Professor André Spicer’s research included input from management consultancies, banks, engineering firms, pharmaceutical companies, universities and schools.
The ‘outcomes’ of investigations into the ‘Stupidity Paradox’ revealed many examples of when common sense decisions are simply ignored.
- “Executives who more interested in impressive power point shows than systematic analysis.
- Companies ran leadership development initiatives which would not be out of place in a new age commune.
- Technology firms that were more interested in keeping a positive tone than addressing real problems.
- Marketing executives who were obsessed with branding when all that counted was the price.
- Corporations that would throw millions into ‘change exercises’ and then, when they failed, do exactly the same thing again and again
I just love the last one.
Professor Spicer’s concludes by asking, “Why could such organisations, employing so many people with high IQs and impressive qualifications do so many stupid things”.
I am reminded of the definition of a camel.
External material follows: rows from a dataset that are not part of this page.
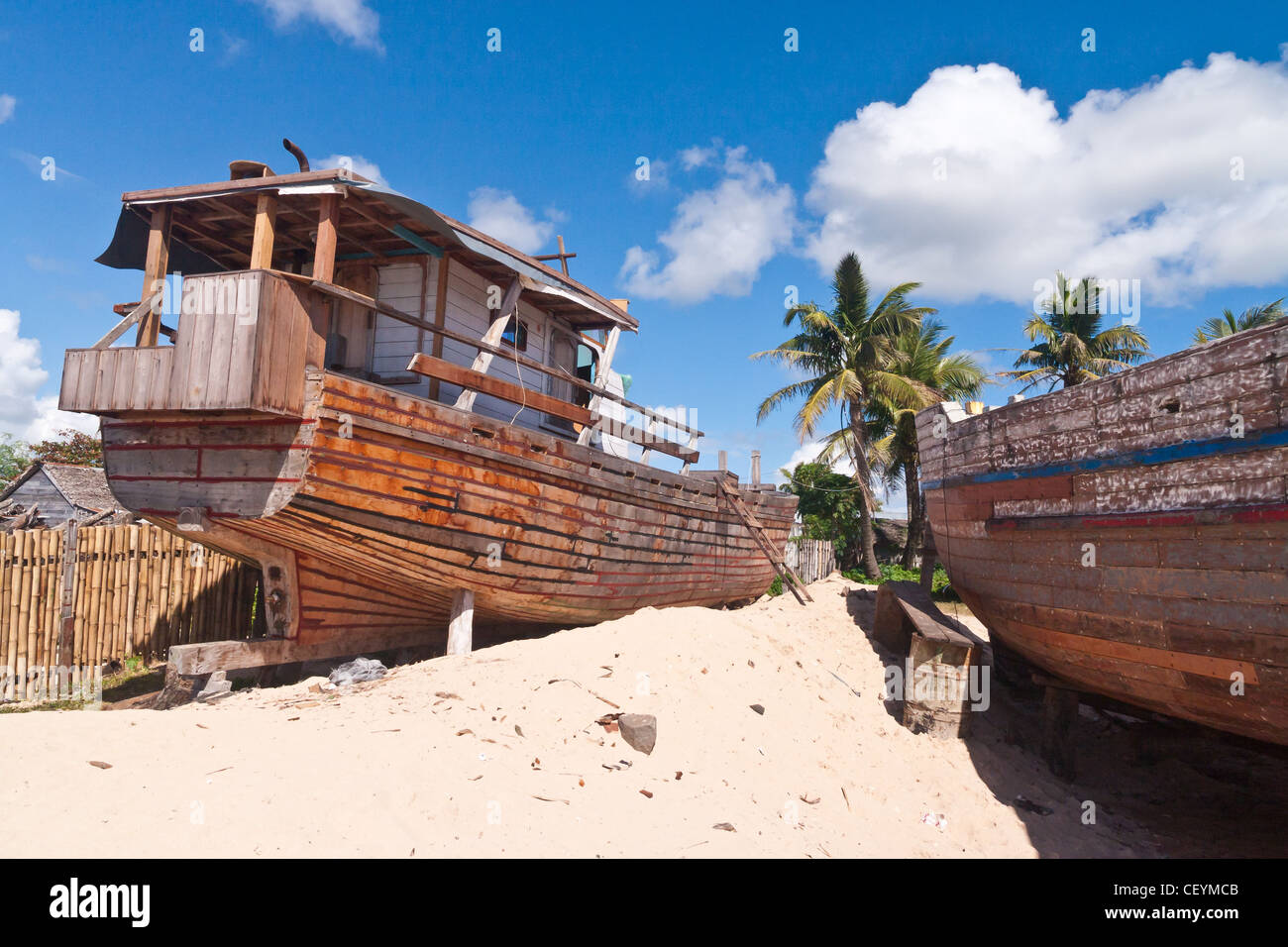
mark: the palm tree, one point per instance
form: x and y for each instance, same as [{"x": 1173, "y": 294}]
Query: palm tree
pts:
[
  {"x": 1229, "y": 324},
  {"x": 845, "y": 355},
  {"x": 1070, "y": 344},
  {"x": 921, "y": 356}
]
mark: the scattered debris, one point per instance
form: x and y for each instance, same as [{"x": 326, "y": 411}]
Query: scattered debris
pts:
[
  {"x": 1028, "y": 805},
  {"x": 357, "y": 671},
  {"x": 217, "y": 685},
  {"x": 639, "y": 731},
  {"x": 936, "y": 819}
]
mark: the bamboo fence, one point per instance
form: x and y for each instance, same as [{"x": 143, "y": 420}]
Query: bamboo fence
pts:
[
  {"x": 810, "y": 560},
  {"x": 112, "y": 591}
]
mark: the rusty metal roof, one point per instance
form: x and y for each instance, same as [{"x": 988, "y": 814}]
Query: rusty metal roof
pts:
[{"x": 213, "y": 221}]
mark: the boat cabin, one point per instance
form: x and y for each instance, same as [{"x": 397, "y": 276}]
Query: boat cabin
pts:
[{"x": 254, "y": 281}]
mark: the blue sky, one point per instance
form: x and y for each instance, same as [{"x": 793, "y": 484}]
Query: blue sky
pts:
[{"x": 1005, "y": 151}]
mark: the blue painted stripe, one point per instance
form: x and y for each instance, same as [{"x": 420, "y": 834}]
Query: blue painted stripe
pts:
[
  {"x": 1186, "y": 450},
  {"x": 399, "y": 252},
  {"x": 416, "y": 240}
]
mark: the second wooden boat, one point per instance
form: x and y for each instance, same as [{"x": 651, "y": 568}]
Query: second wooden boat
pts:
[{"x": 1129, "y": 535}]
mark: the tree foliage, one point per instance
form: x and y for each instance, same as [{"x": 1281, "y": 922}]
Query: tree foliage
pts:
[
  {"x": 1070, "y": 344},
  {"x": 14, "y": 458},
  {"x": 69, "y": 447},
  {"x": 1229, "y": 324}
]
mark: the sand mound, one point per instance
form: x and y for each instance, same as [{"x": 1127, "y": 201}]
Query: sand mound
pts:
[{"x": 500, "y": 754}]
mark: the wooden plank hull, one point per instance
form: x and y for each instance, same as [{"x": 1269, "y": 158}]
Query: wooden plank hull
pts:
[
  {"x": 386, "y": 504},
  {"x": 1131, "y": 535}
]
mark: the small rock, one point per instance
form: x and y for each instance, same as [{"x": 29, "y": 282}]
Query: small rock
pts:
[
  {"x": 1029, "y": 805},
  {"x": 218, "y": 685},
  {"x": 357, "y": 671},
  {"x": 639, "y": 731}
]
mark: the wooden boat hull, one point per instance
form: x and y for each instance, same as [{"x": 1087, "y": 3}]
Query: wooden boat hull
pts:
[
  {"x": 1131, "y": 535},
  {"x": 382, "y": 505}
]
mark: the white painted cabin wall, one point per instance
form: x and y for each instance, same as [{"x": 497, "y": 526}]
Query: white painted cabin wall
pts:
[{"x": 467, "y": 312}]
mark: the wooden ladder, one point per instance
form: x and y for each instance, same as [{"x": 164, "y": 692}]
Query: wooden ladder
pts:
[{"x": 758, "y": 531}]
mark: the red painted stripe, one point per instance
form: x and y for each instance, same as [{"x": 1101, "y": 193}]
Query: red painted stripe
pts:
[
  {"x": 215, "y": 423},
  {"x": 1269, "y": 513},
  {"x": 206, "y": 479},
  {"x": 111, "y": 449}
]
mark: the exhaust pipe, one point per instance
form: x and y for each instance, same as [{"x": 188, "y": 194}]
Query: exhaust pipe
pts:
[{"x": 297, "y": 153}]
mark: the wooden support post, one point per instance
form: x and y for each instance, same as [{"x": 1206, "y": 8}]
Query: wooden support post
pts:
[
  {"x": 509, "y": 304},
  {"x": 323, "y": 252},
  {"x": 262, "y": 244},
  {"x": 439, "y": 317},
  {"x": 605, "y": 363},
  {"x": 67, "y": 616},
  {"x": 1059, "y": 711},
  {"x": 460, "y": 631},
  {"x": 155, "y": 268},
  {"x": 927, "y": 562},
  {"x": 692, "y": 445}
]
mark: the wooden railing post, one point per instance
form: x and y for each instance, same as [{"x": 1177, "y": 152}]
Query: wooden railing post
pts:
[
  {"x": 323, "y": 252},
  {"x": 483, "y": 360},
  {"x": 155, "y": 266},
  {"x": 262, "y": 244},
  {"x": 601, "y": 377}
]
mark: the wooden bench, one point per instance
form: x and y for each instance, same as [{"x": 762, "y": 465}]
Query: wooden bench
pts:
[{"x": 936, "y": 694}]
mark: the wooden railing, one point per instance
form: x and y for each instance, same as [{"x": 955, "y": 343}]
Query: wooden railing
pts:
[
  {"x": 250, "y": 354},
  {"x": 648, "y": 438}
]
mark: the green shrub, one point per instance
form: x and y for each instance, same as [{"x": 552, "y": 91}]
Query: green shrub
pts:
[{"x": 893, "y": 573}]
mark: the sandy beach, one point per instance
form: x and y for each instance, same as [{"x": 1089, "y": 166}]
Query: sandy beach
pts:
[{"x": 500, "y": 754}]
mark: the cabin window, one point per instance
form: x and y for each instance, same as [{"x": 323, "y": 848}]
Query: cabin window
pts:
[
  {"x": 588, "y": 368},
  {"x": 515, "y": 334}
]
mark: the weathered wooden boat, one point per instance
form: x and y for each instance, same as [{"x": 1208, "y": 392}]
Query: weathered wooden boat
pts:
[
  {"x": 1129, "y": 535},
  {"x": 402, "y": 420}
]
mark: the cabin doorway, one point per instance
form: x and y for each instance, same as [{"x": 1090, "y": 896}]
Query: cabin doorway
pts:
[{"x": 570, "y": 354}]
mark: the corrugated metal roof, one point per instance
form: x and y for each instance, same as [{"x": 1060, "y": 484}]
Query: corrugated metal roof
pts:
[{"x": 129, "y": 245}]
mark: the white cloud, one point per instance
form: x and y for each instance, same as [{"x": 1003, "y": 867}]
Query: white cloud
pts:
[
  {"x": 719, "y": 237},
  {"x": 500, "y": 214},
  {"x": 351, "y": 20},
  {"x": 1129, "y": 184},
  {"x": 355, "y": 162},
  {"x": 24, "y": 412}
]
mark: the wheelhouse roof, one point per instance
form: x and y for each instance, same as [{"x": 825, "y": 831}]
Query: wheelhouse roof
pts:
[{"x": 213, "y": 226}]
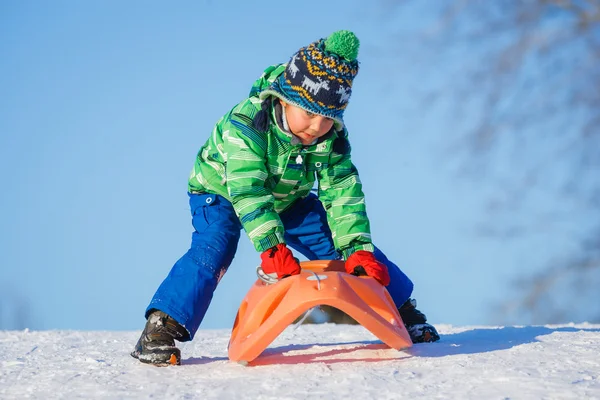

It being a horse designed by committee.
I have worked since the early 80’s in the industry thought six different regulators- NASDIM, LAUTRO, FIMBRA, PIA, FSA and FCA. The average lifespan of a regulatory body being some six years.
With the exception of the FSA transition, rulebooks, even staffing, for the predecessor bodies have been subject to rewrite and new hire, not a roll over. The FCA transition was a re-skin.
What does ring loud and clear is that regulators do not, in the most part, seem to learn from past mistakes. Not only are ‘learnings missing, they more often than not refuse to accept responsibility or blame for past mistakes.
The FCA is now approaching four years old. So, in theory only another two to three years to go until yet another metamorphosis occurs. In that time it has seen two chief executives and a significant turnover of very senior staff embarking on a journey working for the firms they used to regulate.
Regulation is an industry. The thousands of pages in the FCA manual require firms in turn to employ thousands of people with high IQs and impressive qualifications to interpret the rules and ensure that their business implements them to the letter.
FCA research from 2015 found that 88% of large firms and 44% of small firms increased the amount of time and money they spent on compliance and the cost of regulation, according to New City Agenda is some £1.2 billion.
But, and here is the big BUT. The finer interpretation of some rules would suggest that rather like in the Italian Highway Code, red lights are a suggestion, some rules make no sense in their implication.
We would love to know what examples you have of the Stupidity Paradox in financial services regulation today?
The Stupidity Paradox: The Power and Pitfalls of Functional Stupidity at Work (Profile Books), by Mats Alvesson and André Spicer.
Mats Alvesson is Professor of Business Administration at Lund University and a Visiting Professor at Cass Business School.